The property market in the UK has had to contend with two unfavourable factors this year with the introduction of 3 percent stamp duty on additional homes in April and the Brexit vote in June.
The index from HomeLet notes that the situation in the country’s rental market means that the gap between rent rises in London and the rest of the country is at its narrowest for 10 months and running at barely over half the rate in the rest of the UK.
Propertywire, an online property platform reports that annual rental growth has now slowed in London for five months in a row and while London landlords are still seeing rent increases in cash terms, as rents in the capital are significantly higher than anywhere else, the HomeLet report suggests that they clearly feel unable to raise prices at the rates seen during the first half of the year.
Across the UK, rents rose by an annual average of 3.1 percent but fell by 0.4 percent month-on-month to an average of £898. In London, they fell by 1.3 percent month on month to £1,521. Excluding London, rents increased 3.4 percent year-on-year and were flat month-on-month.
In Northern Ireland and Scotland the market has been more robust with average rents up 4.8 percent and 4.4 percent year-on-year respectively to £592 and £610. Rents also increased by 0.7 percent in Scotland month-on-month but fell 0.1 percent in Northern Ireland.
Wales has also seen reasonable annual rental growth at 2.4 percent but rents fell by 0.8 percent month on month to an average of £604 and the only other place to see rents rise month on month was the North West with an increase of 0.2 percent in November to take the average to £678.
Martin Totty, HomeLet’s chief executive officer, pointed out that rental growth has been slowing for a number of months. He believes it suggests that landlords understand that tenants have, or are, reaching an affordability ceiling, particularly given the uncertain economic climate.
HomeLet data shows that in the first half of the year, rents across the UK consistently rose at rates above 4 percent with the London market recording a peak of 6.2 percent in March but since the summer months, rental price inflation has slowed considerably.
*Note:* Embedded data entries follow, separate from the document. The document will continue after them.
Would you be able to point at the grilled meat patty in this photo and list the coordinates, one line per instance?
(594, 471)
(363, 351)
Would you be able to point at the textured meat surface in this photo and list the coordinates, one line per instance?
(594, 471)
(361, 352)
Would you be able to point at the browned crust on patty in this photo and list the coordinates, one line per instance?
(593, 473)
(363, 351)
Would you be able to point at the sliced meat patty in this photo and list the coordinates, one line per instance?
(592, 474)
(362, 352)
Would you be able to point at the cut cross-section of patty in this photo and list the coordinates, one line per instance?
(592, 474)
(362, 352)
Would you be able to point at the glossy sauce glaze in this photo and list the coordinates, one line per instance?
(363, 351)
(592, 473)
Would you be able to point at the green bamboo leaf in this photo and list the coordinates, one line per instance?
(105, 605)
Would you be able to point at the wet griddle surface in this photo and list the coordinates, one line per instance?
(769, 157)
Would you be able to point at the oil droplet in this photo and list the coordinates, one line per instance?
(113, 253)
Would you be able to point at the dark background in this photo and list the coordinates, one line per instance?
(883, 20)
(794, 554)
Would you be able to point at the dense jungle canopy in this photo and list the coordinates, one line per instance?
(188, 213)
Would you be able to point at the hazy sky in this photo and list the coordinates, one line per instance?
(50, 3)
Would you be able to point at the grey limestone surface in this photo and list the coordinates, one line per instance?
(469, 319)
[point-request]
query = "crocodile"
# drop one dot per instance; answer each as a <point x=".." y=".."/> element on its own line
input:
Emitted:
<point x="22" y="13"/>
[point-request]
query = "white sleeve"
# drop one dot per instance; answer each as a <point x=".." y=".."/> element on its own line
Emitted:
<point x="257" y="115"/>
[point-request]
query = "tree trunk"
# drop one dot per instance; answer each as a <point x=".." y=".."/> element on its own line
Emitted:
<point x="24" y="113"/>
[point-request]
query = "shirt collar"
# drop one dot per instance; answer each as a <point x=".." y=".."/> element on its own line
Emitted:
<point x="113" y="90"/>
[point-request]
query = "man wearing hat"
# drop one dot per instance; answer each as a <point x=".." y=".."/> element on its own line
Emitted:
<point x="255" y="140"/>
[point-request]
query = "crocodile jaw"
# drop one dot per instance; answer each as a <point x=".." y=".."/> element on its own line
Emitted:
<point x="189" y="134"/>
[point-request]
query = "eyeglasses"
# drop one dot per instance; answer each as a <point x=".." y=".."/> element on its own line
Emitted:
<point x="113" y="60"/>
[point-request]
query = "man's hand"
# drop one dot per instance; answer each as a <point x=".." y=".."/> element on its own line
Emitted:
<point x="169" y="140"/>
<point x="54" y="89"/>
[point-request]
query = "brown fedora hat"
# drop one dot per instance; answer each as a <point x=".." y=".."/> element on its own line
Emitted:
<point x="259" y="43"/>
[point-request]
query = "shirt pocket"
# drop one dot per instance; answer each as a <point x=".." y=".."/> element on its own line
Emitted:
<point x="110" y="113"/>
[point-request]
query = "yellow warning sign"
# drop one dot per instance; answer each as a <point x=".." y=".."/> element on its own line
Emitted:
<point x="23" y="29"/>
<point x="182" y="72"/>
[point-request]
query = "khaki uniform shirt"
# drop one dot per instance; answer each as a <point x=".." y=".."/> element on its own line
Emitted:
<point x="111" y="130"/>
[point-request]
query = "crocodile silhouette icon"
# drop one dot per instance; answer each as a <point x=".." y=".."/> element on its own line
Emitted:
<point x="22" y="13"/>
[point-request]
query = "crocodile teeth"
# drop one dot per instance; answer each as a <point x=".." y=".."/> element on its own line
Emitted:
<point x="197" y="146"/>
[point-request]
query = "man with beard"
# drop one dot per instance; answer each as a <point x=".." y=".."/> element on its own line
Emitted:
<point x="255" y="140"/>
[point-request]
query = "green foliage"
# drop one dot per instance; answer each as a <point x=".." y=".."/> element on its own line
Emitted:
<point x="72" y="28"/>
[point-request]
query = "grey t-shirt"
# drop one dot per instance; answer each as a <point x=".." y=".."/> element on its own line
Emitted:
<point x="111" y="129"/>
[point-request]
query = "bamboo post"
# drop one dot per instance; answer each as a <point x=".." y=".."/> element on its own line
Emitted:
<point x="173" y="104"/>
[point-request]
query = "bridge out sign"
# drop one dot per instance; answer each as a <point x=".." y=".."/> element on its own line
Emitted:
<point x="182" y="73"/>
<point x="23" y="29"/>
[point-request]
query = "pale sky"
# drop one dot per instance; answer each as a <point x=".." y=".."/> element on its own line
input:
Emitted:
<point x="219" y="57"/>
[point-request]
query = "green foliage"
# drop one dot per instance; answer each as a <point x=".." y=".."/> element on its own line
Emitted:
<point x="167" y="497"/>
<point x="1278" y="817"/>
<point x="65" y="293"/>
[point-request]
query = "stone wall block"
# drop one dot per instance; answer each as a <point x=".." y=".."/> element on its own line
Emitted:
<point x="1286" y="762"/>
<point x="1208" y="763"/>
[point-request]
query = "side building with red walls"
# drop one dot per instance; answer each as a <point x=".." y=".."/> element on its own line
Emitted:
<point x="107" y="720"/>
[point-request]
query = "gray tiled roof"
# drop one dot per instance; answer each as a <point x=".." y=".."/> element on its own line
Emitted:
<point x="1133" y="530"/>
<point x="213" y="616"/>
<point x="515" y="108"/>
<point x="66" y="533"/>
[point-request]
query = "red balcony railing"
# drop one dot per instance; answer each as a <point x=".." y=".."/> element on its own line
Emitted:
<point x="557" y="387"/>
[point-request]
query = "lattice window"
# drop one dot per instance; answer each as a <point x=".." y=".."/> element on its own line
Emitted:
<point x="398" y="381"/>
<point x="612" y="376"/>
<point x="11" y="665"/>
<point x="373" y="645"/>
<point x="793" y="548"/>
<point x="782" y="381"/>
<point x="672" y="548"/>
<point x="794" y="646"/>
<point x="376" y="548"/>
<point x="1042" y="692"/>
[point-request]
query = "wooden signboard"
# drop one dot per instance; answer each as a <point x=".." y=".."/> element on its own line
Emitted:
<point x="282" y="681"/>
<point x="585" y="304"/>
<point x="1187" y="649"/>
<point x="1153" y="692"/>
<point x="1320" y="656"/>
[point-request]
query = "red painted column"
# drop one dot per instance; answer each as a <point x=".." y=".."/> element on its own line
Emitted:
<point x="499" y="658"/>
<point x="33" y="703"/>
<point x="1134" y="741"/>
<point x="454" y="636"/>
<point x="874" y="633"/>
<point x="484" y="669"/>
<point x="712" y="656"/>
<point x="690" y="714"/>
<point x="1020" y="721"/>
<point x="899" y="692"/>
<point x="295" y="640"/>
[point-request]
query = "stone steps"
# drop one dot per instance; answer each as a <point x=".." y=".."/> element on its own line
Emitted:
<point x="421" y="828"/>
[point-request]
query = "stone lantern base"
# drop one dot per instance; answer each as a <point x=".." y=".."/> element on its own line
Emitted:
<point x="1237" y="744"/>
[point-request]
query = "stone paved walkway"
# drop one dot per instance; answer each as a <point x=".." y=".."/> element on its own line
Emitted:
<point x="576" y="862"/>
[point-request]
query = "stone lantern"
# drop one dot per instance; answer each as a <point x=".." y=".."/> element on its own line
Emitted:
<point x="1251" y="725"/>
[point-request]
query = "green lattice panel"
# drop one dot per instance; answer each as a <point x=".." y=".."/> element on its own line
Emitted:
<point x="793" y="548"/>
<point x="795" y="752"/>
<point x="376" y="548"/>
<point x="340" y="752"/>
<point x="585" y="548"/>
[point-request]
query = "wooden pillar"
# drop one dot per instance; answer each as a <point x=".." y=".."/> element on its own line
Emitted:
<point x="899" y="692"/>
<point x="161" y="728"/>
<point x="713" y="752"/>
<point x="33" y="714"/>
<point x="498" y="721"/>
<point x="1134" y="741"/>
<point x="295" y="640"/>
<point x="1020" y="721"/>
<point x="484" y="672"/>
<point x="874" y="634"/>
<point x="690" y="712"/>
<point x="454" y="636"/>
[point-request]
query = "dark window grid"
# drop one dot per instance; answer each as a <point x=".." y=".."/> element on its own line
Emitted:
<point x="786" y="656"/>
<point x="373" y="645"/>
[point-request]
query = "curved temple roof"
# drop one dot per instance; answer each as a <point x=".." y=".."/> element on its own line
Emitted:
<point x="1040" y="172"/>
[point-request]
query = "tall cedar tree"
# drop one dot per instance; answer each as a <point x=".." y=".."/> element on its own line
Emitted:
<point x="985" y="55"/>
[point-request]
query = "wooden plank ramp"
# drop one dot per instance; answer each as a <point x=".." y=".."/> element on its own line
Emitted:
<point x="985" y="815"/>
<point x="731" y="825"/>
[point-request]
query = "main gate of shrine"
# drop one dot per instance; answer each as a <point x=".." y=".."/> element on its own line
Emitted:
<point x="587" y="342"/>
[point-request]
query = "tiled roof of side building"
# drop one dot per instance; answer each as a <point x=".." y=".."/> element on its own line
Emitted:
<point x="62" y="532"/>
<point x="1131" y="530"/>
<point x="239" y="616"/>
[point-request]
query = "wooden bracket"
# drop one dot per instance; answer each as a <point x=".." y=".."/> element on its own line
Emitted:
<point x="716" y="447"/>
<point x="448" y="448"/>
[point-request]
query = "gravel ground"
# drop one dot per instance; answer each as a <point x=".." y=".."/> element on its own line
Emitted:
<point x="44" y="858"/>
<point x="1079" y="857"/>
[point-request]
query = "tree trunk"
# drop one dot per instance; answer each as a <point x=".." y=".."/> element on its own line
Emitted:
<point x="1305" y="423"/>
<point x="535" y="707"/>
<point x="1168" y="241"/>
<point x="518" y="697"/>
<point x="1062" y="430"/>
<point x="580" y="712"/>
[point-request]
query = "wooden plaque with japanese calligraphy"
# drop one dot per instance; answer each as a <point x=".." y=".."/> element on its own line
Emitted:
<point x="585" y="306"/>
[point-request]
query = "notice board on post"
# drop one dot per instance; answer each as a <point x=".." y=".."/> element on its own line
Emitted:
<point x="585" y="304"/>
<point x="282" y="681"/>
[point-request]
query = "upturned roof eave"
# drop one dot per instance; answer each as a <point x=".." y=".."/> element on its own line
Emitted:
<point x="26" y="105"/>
He also pointed out that it is currently a time of unprecedented change in the rental market. A new 3 percent stamp duty charge was introduced on additional homes meaning buy-to-let landlords extending their portfolios now pay more in property tax.
Landlords have also had to cope with new checks on the immigration status of new tenants and now face tougher lending rules in 2017 as well as changes to tax relief on their buy-to-let mortgage payments and potentially increased costs if letting agents who are to be banned from charging tenants fees pass this on to landlords.
‘It is difficult to think of a period when there have been so many external interventions in the private rental sector. The impact of many of the changes are yet to be worked through and it’s unclear yet who will emerge as the winners and the losers,’ Totty added.